Electronic – TPA3118: coils and op-amp getting warm

amplifieraudioheat

I designed a simple board based upon the ds of the TPA3118.
Here the actual schematic:

Schematic

When I power the device, even with no input signals, coils (L1..L4) and op-amps (IC1..IC2) reach a quite warm temperature:

FLIR image

I understand it's not such an high temperature, but I would like to understand if it's normal. Especially for op-amp I don't understand what they are doing. With no input signals there's only a DC offset (provided by R4 and R6).
The coils are NRS8040T100MJGJ (10 uH, 3.1A, 34 mOhm, 22 MHz).

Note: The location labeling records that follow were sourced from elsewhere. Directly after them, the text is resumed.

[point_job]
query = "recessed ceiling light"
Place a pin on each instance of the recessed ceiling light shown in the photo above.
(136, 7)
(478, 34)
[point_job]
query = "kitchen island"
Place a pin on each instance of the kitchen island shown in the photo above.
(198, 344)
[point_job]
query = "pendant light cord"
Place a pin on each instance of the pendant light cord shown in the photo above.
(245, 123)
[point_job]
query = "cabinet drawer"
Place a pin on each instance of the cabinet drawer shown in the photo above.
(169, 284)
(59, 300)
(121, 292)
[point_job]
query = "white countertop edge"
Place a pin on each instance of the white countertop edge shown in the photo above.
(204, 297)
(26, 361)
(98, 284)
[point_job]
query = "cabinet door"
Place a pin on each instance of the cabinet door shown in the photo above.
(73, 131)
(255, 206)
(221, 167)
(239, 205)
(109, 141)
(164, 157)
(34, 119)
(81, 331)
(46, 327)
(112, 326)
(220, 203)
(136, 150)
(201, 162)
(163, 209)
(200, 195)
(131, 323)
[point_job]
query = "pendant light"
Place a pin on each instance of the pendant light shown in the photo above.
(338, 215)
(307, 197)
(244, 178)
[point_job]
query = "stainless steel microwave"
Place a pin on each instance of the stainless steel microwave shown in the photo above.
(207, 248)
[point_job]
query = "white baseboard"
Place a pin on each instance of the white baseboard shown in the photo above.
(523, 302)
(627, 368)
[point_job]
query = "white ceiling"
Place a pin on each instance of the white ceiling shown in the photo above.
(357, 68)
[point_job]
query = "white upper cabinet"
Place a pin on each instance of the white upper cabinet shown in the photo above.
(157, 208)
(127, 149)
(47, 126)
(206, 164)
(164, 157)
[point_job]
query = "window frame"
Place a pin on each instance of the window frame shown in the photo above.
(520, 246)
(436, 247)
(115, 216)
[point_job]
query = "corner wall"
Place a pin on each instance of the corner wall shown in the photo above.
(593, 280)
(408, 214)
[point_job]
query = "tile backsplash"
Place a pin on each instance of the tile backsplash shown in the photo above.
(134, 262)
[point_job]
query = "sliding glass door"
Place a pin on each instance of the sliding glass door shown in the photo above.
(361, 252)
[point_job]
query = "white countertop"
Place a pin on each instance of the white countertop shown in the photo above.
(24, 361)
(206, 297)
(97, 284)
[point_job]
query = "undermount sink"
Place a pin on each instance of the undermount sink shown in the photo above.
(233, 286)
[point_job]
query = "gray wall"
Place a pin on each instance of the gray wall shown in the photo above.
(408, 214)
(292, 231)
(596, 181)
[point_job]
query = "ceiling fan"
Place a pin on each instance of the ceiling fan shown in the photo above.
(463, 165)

I checked with the oscilloscope and there are no oscillations in the input pins.
Of course I have the high-frequency "PWM" on the coils – here I can understand the heat.

I measure 135 mA at 24V in this condition.
The board is working. But I want to be sure this is its correct behavior or I missed something in my design.

Best Answer

Just as an example, if you are seeing 49.3 degC in an ambient of 25 degC, the op-amps are warming up 24.3 degC. The thermal resistance of the dual op-amp (NE5532) is circa 90 degC/watt so that would imply the dual op-amps are dissipating about 270 mW each.

The op-amp spec implies a total (both in a dual package) no load current of around 8 mA and, on a supply voltage of 24 volts, that's a power dissipation of 192 mW. Given that you are outputting a midrail of 12 volts (op-amp output) into possibly (say) a 5 kohm pot, that's an extra power of about 30 mW per channel. You have two channels and this takes the quiescent power from 192 mW to about 250 mW and you are almost at the 270 mW dissipation implied from the measured temperature, assumed ambient temperature and details in the data sheet.

By no means is my analysis precise. I've just thrown a few numbers at things and bounced them off the wall to get a ball-park estimate but, it looks believable.